Frank Schaeffer has gaudily departed from the evangelical Christian family he was raised in, and how writes hair-on-fire articles about the dangers of the radical religious right. Last week, we found him warning on MSNBC of how Michele Bachmann represents a “theocracy in waiting” from people “who actually hate the United States as it is.”
Unsurprisingly, The Washington Post thinks Schaeffer’s new book Sex, Mom & God deserved a rave review in the Sunday paper, and went to find author Jane Smiley, who once wrote that Ann Coulter’s parents should be ashamed of themselves and that “Americans aren't nice or decent people, and conservative, overtly patriotic Americans are even less decent and less nice.”

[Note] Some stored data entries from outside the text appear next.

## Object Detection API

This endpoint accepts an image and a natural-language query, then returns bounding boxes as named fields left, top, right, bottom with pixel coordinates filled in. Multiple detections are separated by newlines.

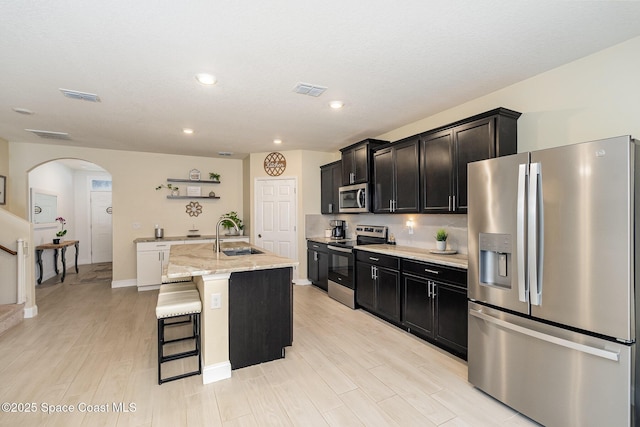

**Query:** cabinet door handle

left=350, top=172, right=355, bottom=184
left=371, top=265, right=375, bottom=279
left=427, top=281, right=432, bottom=298
left=432, top=282, right=437, bottom=298
left=369, top=257, right=379, bottom=261
left=424, top=268, right=440, bottom=275
left=389, top=200, right=393, bottom=212
left=448, top=196, right=452, bottom=211
left=314, top=252, right=318, bottom=261
left=452, top=195, right=456, bottom=212
left=329, top=203, right=333, bottom=213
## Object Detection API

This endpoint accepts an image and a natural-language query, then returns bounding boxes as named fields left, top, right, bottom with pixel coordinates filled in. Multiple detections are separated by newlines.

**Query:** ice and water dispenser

left=479, top=233, right=512, bottom=289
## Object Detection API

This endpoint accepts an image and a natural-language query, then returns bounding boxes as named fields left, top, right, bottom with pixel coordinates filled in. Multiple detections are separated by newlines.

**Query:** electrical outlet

left=132, top=222, right=141, bottom=229
left=211, top=293, right=222, bottom=309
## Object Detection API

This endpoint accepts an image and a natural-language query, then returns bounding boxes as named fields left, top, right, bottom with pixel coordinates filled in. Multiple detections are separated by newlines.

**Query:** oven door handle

left=328, top=245, right=353, bottom=254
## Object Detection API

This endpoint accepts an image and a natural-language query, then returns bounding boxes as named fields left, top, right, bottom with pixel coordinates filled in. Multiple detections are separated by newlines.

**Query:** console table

left=35, top=240, right=79, bottom=284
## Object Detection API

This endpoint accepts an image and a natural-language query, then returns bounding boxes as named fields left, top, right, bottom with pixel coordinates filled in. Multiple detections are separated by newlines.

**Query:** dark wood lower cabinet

left=401, top=259, right=468, bottom=359
left=355, top=251, right=401, bottom=325
left=229, top=267, right=293, bottom=370
left=307, top=241, right=328, bottom=291
left=434, top=282, right=467, bottom=356
left=402, top=274, right=435, bottom=337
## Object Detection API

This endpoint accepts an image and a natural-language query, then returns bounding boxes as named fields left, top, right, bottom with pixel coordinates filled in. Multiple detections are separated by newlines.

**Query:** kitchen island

left=164, top=241, right=298, bottom=384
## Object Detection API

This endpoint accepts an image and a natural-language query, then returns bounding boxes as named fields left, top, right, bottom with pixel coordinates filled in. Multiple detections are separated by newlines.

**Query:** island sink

left=222, top=248, right=264, bottom=256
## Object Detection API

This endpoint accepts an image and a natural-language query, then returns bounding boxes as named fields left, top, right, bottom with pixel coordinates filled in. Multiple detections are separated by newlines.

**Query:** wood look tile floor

The Post is probably not unaware of Smiley’s cozy fondness for “Frank,” as she calls him in her review. On the Huffington Post, Schaeffer thanked her for a “lovely long piece” in The Nation hailing his previous my-Christian-family-was-nuts memoir “Crazy for God” back in 2007. (Or will the Posties be surprised and hadn't managed to Google the two names?) Smiley summed it all up: the religious right can't handle women or their sex drive:
In “Sex, Mom, and God,” Frank makes the case that he and his parents were prime movers behind the political rise of the religious right in the United States, and he further makes the case that their home life was about as nutty as it could be....

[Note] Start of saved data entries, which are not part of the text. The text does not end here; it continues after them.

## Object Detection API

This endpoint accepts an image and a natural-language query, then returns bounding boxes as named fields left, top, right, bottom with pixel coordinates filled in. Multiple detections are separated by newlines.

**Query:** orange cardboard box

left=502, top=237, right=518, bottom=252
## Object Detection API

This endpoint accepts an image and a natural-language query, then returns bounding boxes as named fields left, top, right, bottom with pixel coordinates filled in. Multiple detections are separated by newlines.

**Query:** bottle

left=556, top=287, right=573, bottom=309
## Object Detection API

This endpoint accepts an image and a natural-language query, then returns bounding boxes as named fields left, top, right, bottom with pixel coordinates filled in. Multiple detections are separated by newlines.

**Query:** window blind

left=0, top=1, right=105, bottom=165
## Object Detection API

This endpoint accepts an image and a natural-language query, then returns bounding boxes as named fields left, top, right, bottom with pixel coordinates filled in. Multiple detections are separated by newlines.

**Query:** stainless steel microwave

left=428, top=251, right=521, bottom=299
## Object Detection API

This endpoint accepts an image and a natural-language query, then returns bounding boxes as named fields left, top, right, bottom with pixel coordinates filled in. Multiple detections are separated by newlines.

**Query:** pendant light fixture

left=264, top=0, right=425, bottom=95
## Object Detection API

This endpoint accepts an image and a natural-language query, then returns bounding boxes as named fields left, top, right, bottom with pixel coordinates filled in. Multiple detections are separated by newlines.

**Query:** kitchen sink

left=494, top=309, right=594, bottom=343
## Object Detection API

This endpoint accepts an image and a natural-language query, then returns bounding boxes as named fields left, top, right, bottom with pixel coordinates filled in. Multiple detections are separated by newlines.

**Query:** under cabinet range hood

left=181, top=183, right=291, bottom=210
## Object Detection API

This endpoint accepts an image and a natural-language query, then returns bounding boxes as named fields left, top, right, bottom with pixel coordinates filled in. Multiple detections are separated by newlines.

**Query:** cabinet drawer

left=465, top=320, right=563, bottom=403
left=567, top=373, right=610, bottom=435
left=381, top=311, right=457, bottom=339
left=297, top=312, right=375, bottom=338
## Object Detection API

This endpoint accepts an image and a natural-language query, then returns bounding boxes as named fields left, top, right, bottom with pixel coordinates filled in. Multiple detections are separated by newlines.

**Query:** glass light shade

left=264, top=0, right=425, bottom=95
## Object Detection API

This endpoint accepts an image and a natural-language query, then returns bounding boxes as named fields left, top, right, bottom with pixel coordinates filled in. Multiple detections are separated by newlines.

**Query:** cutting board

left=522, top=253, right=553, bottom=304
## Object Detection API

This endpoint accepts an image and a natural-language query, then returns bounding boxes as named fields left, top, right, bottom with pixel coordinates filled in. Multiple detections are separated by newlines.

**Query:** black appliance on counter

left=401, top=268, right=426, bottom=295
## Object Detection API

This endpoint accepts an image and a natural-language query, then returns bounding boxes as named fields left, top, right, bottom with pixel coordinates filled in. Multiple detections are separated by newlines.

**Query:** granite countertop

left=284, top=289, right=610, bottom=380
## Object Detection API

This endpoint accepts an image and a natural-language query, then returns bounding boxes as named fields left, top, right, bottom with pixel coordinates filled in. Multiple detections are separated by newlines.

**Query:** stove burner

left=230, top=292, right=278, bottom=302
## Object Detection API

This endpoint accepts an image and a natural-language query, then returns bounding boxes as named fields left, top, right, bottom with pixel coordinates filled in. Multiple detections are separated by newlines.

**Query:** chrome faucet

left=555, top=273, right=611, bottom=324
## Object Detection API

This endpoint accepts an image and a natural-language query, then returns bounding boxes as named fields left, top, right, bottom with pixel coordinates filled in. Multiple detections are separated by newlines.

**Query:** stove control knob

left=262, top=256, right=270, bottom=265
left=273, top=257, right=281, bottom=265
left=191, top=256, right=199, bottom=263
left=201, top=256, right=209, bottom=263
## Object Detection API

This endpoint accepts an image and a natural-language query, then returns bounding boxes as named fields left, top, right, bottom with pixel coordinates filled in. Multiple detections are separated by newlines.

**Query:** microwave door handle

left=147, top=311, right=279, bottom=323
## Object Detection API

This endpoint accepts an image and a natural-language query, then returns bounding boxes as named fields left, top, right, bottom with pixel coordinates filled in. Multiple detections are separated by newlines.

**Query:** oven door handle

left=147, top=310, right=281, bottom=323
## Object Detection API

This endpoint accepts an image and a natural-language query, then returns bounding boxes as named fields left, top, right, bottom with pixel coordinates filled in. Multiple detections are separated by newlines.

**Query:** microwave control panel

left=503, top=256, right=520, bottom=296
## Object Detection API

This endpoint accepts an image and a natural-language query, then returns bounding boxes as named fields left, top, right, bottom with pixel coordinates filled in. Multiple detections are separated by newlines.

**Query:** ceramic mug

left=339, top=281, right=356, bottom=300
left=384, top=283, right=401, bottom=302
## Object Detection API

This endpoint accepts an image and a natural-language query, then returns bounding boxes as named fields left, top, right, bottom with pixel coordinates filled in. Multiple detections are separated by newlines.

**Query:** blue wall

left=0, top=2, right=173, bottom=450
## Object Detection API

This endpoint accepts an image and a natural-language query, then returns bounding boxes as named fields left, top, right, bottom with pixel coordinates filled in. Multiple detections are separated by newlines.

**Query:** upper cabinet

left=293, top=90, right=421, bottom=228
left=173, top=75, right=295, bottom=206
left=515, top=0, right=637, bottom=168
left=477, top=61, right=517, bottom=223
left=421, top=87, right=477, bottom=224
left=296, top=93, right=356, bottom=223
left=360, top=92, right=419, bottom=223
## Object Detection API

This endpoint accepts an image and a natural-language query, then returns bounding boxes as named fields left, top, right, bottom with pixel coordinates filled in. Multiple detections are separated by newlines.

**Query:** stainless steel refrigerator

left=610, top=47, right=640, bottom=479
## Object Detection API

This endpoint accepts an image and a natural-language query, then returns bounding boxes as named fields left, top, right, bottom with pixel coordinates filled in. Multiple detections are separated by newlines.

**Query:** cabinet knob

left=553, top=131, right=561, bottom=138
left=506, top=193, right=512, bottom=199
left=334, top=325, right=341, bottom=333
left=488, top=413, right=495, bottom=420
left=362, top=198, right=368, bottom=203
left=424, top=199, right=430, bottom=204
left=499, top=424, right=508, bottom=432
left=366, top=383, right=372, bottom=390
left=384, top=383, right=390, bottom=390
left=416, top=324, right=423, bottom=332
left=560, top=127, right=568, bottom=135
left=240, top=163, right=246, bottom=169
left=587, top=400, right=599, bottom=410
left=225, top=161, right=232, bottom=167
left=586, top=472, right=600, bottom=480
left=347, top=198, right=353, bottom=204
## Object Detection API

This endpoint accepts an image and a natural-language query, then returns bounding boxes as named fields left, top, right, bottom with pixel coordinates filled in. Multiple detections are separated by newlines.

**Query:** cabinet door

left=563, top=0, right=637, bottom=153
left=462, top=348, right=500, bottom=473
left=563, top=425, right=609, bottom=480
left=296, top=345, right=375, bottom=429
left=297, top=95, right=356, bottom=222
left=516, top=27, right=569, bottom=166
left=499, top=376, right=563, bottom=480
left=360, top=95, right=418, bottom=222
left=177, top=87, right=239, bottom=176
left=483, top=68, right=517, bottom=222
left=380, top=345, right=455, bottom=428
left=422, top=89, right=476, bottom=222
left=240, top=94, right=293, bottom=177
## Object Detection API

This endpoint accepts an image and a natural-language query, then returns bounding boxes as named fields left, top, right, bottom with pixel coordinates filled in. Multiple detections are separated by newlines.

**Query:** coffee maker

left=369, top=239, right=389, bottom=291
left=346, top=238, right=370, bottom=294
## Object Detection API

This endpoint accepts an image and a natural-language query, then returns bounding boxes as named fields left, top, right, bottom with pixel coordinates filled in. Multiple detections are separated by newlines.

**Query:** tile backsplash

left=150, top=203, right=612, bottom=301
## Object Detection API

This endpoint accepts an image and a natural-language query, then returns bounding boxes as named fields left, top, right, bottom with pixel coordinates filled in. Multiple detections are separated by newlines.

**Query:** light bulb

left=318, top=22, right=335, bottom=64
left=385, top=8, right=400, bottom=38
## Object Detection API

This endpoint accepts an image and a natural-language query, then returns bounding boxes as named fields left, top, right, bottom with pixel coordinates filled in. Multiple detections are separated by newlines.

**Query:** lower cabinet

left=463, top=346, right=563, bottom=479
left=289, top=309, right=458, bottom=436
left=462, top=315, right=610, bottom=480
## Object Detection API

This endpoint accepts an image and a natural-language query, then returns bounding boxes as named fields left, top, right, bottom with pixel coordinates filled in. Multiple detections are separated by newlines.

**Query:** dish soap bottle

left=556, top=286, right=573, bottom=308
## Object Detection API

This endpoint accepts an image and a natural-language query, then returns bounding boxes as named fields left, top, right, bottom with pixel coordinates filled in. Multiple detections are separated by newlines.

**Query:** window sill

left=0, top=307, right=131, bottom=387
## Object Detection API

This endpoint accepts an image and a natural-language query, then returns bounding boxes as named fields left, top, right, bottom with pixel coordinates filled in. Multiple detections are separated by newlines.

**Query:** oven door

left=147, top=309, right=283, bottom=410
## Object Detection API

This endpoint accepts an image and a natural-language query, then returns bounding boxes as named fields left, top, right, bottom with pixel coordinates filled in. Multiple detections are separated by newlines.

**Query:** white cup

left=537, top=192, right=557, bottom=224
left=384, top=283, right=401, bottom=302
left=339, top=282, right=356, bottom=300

Frank seems to have been born irreverent, but his memoirs have a serious purpose, and that is to expose the insanity and the corruption of what has become a powerful and frightening force in American politics. He considers himself an eyewitness to the insanity during his childhood, and an eyewitness to the corruption during his early adulthood. The root of both, according to this book, is the perverse and destructive view that the “God-of-the-Bible” takes of women and sexuality — that women are inherently corrupt and that their sexuality must be controlled by men. Frank’s point in “Sex, Mom, and God” is that female sexuality is at the heart of the abortion debate that energized the religious right, and he asserts, from his experience of both his very troubled father and himself, that profound anxiety about women and hypocrisy about the sex drive shape the evangelical bid for power in the United States.
This sounds exactly like longtime NPR thespian Garrison Keillor, who wrote in Time in 1995 about how Bill Clinton could take comfort because when "the Republicans get feverish and clammy and speak in tongues and handle snakes, he can go out to Omaha and Houston and be charming and graceful" while "The Republicans are going to be the Party That Canceled the Clean Air Act and Took Hot Lunches from Children, the Orphanage Party of Large White Men Who Feel Uneasy Around Gals." (Keillor's not uneasy around the gals: he's been married three times.)

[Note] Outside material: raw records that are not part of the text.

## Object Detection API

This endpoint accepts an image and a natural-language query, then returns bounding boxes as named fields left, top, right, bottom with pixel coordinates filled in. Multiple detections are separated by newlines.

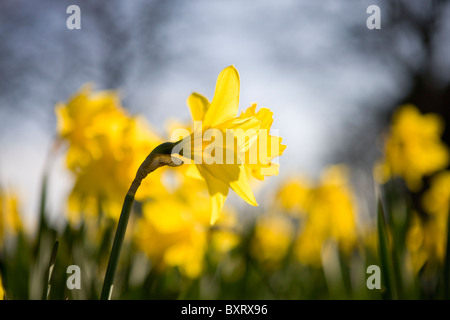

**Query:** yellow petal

left=265, top=135, right=286, bottom=160
left=210, top=190, right=227, bottom=225
left=240, top=103, right=257, bottom=118
left=196, top=165, right=229, bottom=224
left=247, top=162, right=280, bottom=180
left=200, top=161, right=258, bottom=207
left=185, top=164, right=203, bottom=180
left=187, top=92, right=210, bottom=122
left=215, top=116, right=261, bottom=133
left=241, top=104, right=274, bottom=130
left=203, top=66, right=240, bottom=128
left=215, top=117, right=261, bottom=153
left=254, top=108, right=274, bottom=130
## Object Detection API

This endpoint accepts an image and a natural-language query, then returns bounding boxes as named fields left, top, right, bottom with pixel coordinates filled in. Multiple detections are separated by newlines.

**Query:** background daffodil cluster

left=277, top=165, right=359, bottom=267
left=55, top=82, right=248, bottom=281
left=373, top=105, right=450, bottom=298
left=56, top=85, right=165, bottom=223
left=1, top=77, right=450, bottom=300
left=1, top=0, right=450, bottom=302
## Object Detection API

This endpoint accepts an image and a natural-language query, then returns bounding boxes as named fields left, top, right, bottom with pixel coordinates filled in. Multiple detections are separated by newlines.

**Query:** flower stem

left=100, top=141, right=183, bottom=300
left=100, top=193, right=135, bottom=300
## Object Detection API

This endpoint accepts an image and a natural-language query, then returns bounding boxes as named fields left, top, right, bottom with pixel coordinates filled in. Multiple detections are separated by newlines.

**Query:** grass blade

left=42, top=240, right=59, bottom=300
left=100, top=194, right=135, bottom=300
left=377, top=197, right=396, bottom=299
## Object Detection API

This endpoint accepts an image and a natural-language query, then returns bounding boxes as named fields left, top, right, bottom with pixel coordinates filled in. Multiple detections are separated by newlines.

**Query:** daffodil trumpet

left=101, top=141, right=183, bottom=300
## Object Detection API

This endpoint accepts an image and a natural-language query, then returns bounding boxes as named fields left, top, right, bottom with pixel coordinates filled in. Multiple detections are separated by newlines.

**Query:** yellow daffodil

left=0, top=188, right=22, bottom=248
left=0, top=274, right=4, bottom=300
left=135, top=196, right=208, bottom=278
left=209, top=210, right=241, bottom=255
left=250, top=213, right=294, bottom=268
left=277, top=175, right=312, bottom=215
left=55, top=85, right=127, bottom=170
left=277, top=165, right=358, bottom=266
left=405, top=212, right=428, bottom=273
left=239, top=104, right=286, bottom=180
left=422, top=170, right=450, bottom=221
left=374, top=104, right=449, bottom=191
left=418, top=170, right=450, bottom=263
left=56, top=86, right=165, bottom=222
left=175, top=66, right=285, bottom=224
left=134, top=166, right=239, bottom=278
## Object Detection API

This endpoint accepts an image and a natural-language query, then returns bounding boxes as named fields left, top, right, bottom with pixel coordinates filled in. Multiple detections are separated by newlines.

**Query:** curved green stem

left=100, top=142, right=183, bottom=300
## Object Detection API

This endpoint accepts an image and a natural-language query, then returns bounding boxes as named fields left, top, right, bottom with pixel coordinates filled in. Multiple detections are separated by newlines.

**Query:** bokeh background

left=1, top=0, right=450, bottom=300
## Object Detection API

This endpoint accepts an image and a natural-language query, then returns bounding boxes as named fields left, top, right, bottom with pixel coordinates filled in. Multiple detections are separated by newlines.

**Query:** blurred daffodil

left=0, top=274, right=4, bottom=299
left=0, top=188, right=22, bottom=248
left=374, top=104, right=449, bottom=191
left=251, top=214, right=294, bottom=268
left=422, top=170, right=450, bottom=221
left=418, top=171, right=450, bottom=264
left=277, top=165, right=358, bottom=266
left=209, top=223, right=241, bottom=256
left=134, top=166, right=239, bottom=278
left=135, top=197, right=207, bottom=278
left=405, top=212, right=428, bottom=273
left=56, top=86, right=164, bottom=222
left=277, top=175, right=312, bottom=215
left=176, top=66, right=285, bottom=224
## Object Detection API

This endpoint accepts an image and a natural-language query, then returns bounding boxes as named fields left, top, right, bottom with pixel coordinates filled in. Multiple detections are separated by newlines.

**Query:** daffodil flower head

left=0, top=274, right=5, bottom=300
left=418, top=170, right=450, bottom=263
left=173, top=66, right=285, bottom=224
left=276, top=165, right=358, bottom=266
left=0, top=188, right=22, bottom=248
left=56, top=85, right=166, bottom=223
left=374, top=104, right=449, bottom=191
left=250, top=213, right=294, bottom=268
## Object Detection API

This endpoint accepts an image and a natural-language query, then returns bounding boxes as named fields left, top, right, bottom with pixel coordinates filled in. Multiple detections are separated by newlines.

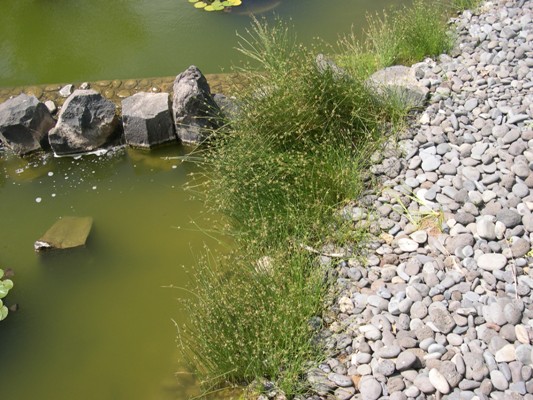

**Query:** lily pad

left=0, top=305, right=8, bottom=321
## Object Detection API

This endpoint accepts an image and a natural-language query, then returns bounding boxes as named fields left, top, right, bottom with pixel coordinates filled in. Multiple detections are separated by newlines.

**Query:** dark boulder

left=0, top=93, right=55, bottom=156
left=122, top=92, right=176, bottom=149
left=48, top=89, right=119, bottom=155
left=213, top=93, right=240, bottom=121
left=172, top=66, right=222, bottom=143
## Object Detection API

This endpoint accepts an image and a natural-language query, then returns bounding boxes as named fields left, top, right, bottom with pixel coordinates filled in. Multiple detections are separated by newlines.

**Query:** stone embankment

left=0, top=73, right=233, bottom=108
left=305, top=1, right=533, bottom=400
left=0, top=68, right=235, bottom=155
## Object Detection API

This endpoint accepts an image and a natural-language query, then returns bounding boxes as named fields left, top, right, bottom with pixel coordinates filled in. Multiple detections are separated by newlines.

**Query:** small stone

left=511, top=238, right=531, bottom=258
left=410, top=230, right=428, bottom=244
left=477, top=218, right=496, bottom=240
left=516, top=344, right=532, bottom=365
left=504, top=303, right=523, bottom=325
left=398, top=238, right=419, bottom=252
left=490, top=370, right=509, bottom=391
left=59, top=84, right=74, bottom=97
left=464, top=98, right=478, bottom=112
left=396, top=351, right=418, bottom=371
left=495, top=344, right=516, bottom=363
left=327, top=373, right=353, bottom=388
left=477, top=253, right=507, bottom=271
left=429, top=368, right=451, bottom=394
left=377, top=345, right=401, bottom=359
left=375, top=359, right=395, bottom=376
left=413, top=374, right=435, bottom=394
left=516, top=325, right=530, bottom=344
left=334, top=386, right=355, bottom=400
left=359, top=377, right=382, bottom=400
left=422, top=156, right=441, bottom=172
left=497, top=209, right=522, bottom=228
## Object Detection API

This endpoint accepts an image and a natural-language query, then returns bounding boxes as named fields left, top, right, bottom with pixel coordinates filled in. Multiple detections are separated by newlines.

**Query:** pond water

left=0, top=0, right=403, bottom=88
left=0, top=146, right=219, bottom=400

Schaeffer pleased Smiley by theorizing that God should be more tolerant, like his mother. That "God of the Bible" is an awful being:
Frank contemplates women primarily through his mother, a beautiful daughter of missionaries and the organizer and enabler of L’Abri and of the career of Francis Schaeffer. Frank makes the case that Edith has lived the distortions of Biblical discourse for her entire life — she is now 96 — and has accommodated them by shading over the cruelest instructions or ignoring them entirely. She has, for example, used birth control in spite of biblical prohibitions against Onan spilling his seed, and she has been kind and compassionate toward lesbians, the unsaved and Frank’s own wife, whom he impregnated when they were unmarried teenagers — no stoning for Edith. As a result, Frank considers his mother to be a better spiritual model than the God-of-the-Bible, and he would like other evangelicals to understand this, too.
Smiley concluded the review: "Frank has been straightforward and entertaining in his campaign to right the political wrongs he regrets committing in the 1970s and ’80s. As the author of 10books since 2000, and plenty of articles and blogs, he has been more than industrious. As someone who has made redemption his work, he has, in fact, shown amazing grace."